Complete step-by-step solution
We know that: The angle subtended by an arc of a circle at its centre is twice of the angle it subtends anywhere on the circle's circumference. So, we get:
$\angle ROT=2\angle RST$
Also, $\angle ROT=\angle POR={{130}^{{}^\circ }}$
So, we get:
\[\begin{align}
  & \Rightarrow {{130}^{{}^\circ }}=2\angle RST \\
 & \Rightarrow \angle RST={{65}^{{}^\circ }}......(1) \\
\end{align}\]
Therefore, $\angle 2={{65}^{{}^\circ }}$
Now, we know that the sum of all the angles on a line is ${{180}^{\circ }}$ . So, we get:
$\begin{align}
  & \Rightarrow \angle ROT+\angle QOT={{180}^{{}^\circ }} \\
 & \Rightarrow {{130}^{{}^\circ }}+\angle QOT={{180}^{{}^\circ }} \\
 & \Rightarrow \angle QOT={{50}^{{}^\circ }}......(2) \\
\end{align}$
Now, in $\Delta POQ$ , we have,
$\angle PQO={{90}^{\circ }}$ (angle subtended by a tangent at a circle)

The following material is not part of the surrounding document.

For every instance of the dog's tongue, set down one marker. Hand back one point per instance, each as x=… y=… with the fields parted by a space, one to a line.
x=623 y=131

$\angle QOT={{50}^{{}^\circ }}$
So, we get:
$\begin{align}
  & \Rightarrow \angle QOT+\angle PQO+\angle OPQ={{180}^{{}^\circ }} \\
 & \Rightarrow {{50}^{{}^\circ }}+{{90}^{{}^\circ }}+\angle 1={{180}^{{}^\circ }} \\
 & \Rightarrow \angle 1={{180}^{{}^\circ }}-{{140}^{{}^\circ }} \\
 & \Rightarrow \angle 1={{40}^{{}^\circ }} \\
\end{align}$
Now, we need to find $\angle 1+\angle 2$
We have:
$\angle 1={{40}^{{}^\circ }}$
 $\angle 2={{65}^{{}^\circ }}$
So,
$\begin{align}
  & \angle 1+\angle 2={{40}^{{}^\circ }}+{{65}^{{}^\circ }} \\
 & ={{105}^{{}^\circ }}
\end{align}$

Note: Important theorems included in this question are:
1. The angle formed at the center of the circle by lines originating from two points on the circle's circumference is double the angle formed on the circumference of the circle by lines originating from the same points.
2. Tangent to a circle is always perpendicular to the radius.
3. the sum of angles of a triangle equals the straight angle, i.e. ${{180}^{\circ }}$
4. Angles on a straight line add up to ${{180}^{\circ }}$